Many founders think that AI practices are challenging to implement and may slow their business process. By building a huge team the founders believe they can avoid creating a harmful product. The truth is much simpler. Practices that result in better outcomes and make business sense will be effective in reducing the harm. These practices rely on the fact that people, not data, are needed for the successful implementation of AI.
AI relies on having some general policy to follow and, in most cases that makes reasonable decisions. To anticipate every possible input an AI model cannot be trained. If any AI fails, humans must be kept in the loop and designed with them in mind. When human steps in as operators are augmenting the AI system when it is uncertain or users choosing whether to reject, accept or manipulate a model outcome, in the real world these people determine how well any AI-based solution will work.

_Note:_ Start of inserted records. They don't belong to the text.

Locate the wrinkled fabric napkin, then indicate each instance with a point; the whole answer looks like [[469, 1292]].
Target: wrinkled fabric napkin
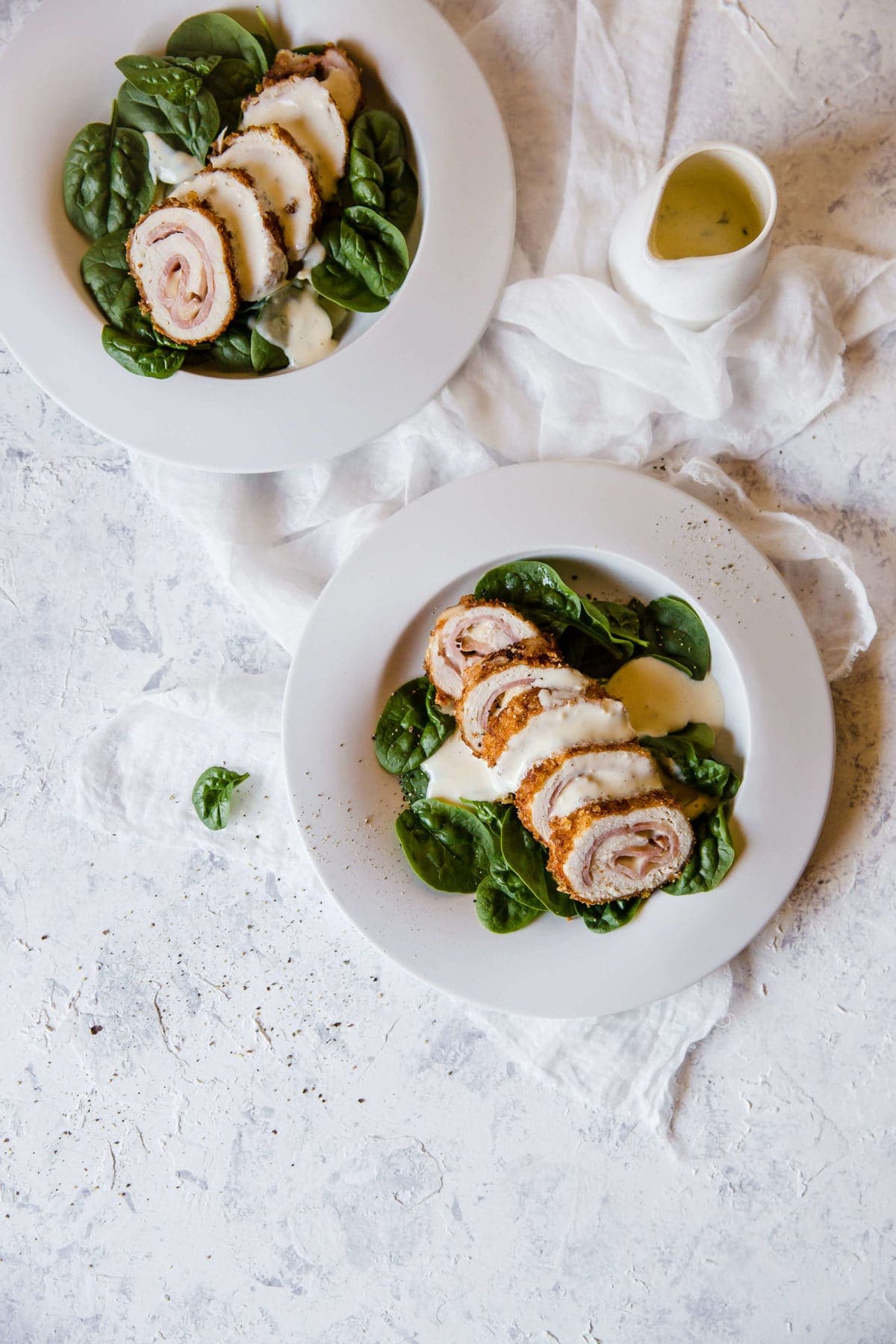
[[567, 367]]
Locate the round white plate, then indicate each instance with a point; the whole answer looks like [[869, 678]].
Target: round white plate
[[622, 534], [385, 370]]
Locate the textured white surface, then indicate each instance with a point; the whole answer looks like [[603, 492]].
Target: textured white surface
[[168, 1177]]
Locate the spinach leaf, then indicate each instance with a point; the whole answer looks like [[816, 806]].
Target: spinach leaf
[[175, 78], [141, 356], [711, 858], [265, 356], [527, 858], [231, 351], [373, 249], [213, 793], [410, 727], [190, 128], [378, 169], [107, 183], [535, 589], [414, 784], [500, 910], [447, 846], [104, 269], [612, 915], [331, 280], [675, 633], [220, 35], [688, 756]]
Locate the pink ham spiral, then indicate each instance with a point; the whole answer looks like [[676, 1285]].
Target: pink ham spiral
[[467, 633], [606, 851], [180, 257]]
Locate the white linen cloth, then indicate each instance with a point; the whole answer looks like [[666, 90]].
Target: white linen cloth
[[567, 369]]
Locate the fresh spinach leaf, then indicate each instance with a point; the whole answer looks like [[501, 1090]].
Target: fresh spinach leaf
[[267, 358], [107, 183], [612, 915], [218, 34], [410, 727], [179, 80], [104, 269], [373, 249], [378, 169], [688, 756], [711, 858], [527, 858], [141, 356], [190, 128], [675, 633], [447, 846], [213, 793], [500, 910], [414, 784]]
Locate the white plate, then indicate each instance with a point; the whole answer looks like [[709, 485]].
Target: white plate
[[60, 74], [622, 532]]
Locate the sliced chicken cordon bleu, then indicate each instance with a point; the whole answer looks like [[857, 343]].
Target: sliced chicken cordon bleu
[[285, 176], [563, 783], [606, 851], [467, 633], [183, 264]]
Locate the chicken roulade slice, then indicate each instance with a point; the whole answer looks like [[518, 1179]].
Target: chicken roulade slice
[[285, 176], [608, 851], [181, 261], [332, 67], [564, 783], [305, 109], [491, 685], [464, 635], [543, 724], [254, 228]]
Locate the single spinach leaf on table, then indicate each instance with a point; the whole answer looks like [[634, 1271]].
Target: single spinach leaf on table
[[688, 754], [191, 128], [107, 183], [213, 793], [447, 846], [104, 269], [411, 727], [373, 249], [612, 915], [500, 910], [711, 858], [141, 356], [179, 80], [675, 633], [218, 34]]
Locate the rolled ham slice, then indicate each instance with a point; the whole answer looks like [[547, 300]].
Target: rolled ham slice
[[332, 67], [548, 721], [254, 230], [608, 851], [561, 784], [467, 633], [500, 678], [180, 257], [285, 174]]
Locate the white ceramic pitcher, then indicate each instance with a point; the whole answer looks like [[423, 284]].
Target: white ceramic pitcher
[[694, 290]]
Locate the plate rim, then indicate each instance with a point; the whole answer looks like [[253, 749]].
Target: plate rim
[[523, 470]]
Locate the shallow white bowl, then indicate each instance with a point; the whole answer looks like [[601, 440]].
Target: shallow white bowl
[[622, 534], [391, 367]]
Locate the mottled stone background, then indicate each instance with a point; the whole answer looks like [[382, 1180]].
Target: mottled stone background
[[210, 1136]]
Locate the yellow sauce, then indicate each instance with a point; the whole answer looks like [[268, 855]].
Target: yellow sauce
[[706, 208]]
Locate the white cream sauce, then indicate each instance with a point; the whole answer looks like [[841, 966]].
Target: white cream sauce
[[167, 164], [662, 699], [296, 322], [455, 773]]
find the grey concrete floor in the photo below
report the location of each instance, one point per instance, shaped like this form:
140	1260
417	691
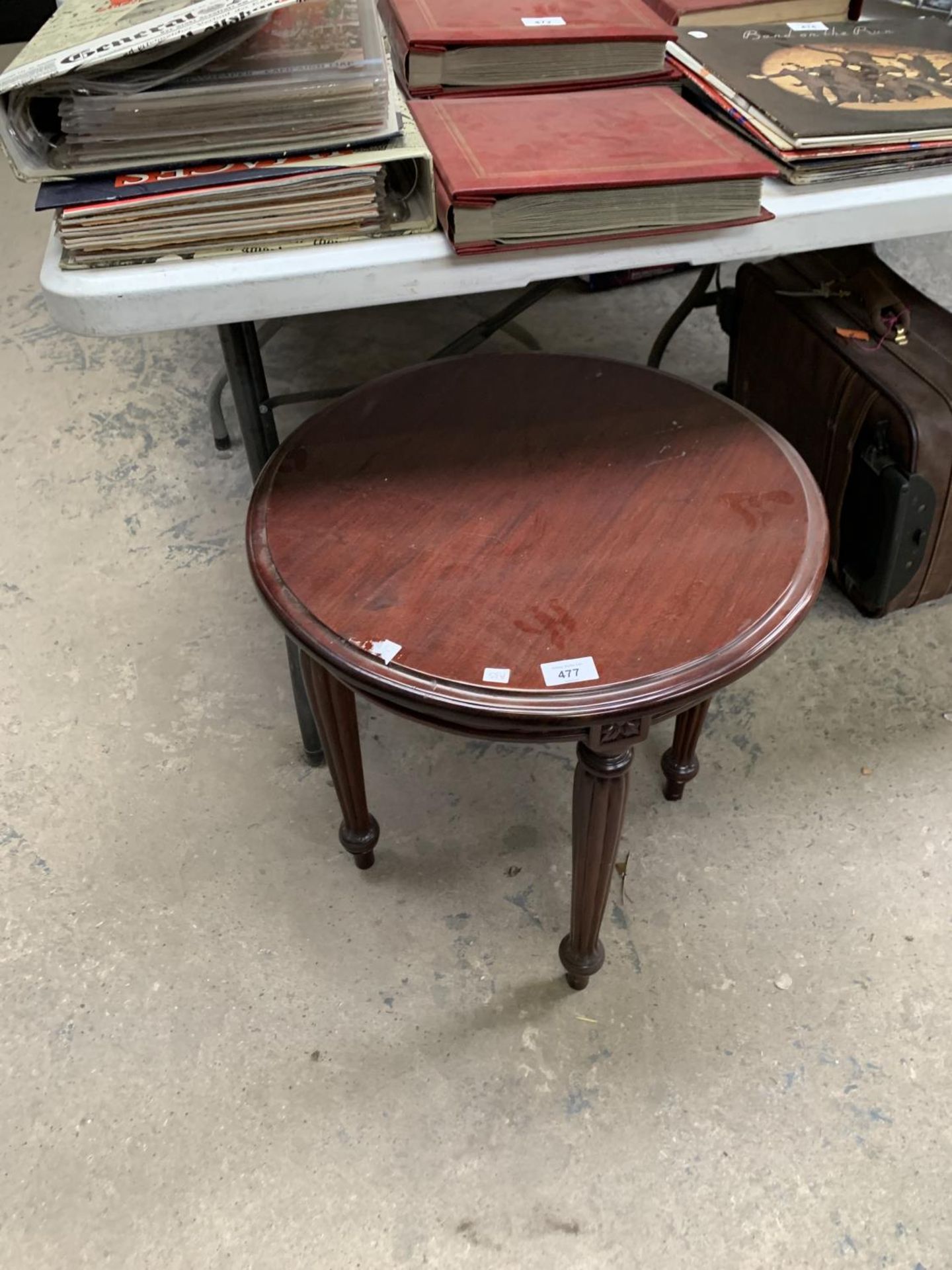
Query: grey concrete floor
222	1046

With an end-to-end AI-driven process many companies have planned to launch some services in recent times. Under a wide range of cases when those processes struggle to function, the most harmed people tend to be those already marginalized. In trying to find out failures, founders subtract one component at a time. But they still try to automate as much as possible. Founders should introduce one AI component at a time. Many processes of AI are less expensive to run with humans in the loop. If founders build an end-to-end system with many components coming online at once, they will find it hard to identify which are best suited to AI.
AI is typically used to automate part of an existing workflow and how much to trust that workflow output is a big question. Before implementing any processes, founders should analyze strengths and weaknesses to reduce the risk of mismatch. The major focus of many AI-based solutions focuses on providing an output recommendation. The recommendations have to be acted by a human once the recommendations are made. According to one founder, customers ultimately used their product more effectively if they had to customize it before use.
A poor recommendation could be blindly followed without context that may cause more harm. If the humans in the loop do not trust the system and no context is there then great suggestions could be rejected. Users should be given tools to make decisions instead of delegating decisions away from them. This approach gives power to humans in the loop to identify problematic model outputs. It was shared by one founder that when their direct recommendations were made by their AI, users didn’t trust it.
If one can limit the degree to which they excite what their AI can do, then irresponsible consequences can be avoided, and products can be sold more effectively. The hype around AI helps sell products. Choice of language can help align expectations and build trust in a product. According to some founders words like assist, augment were more likely to inspire adoption.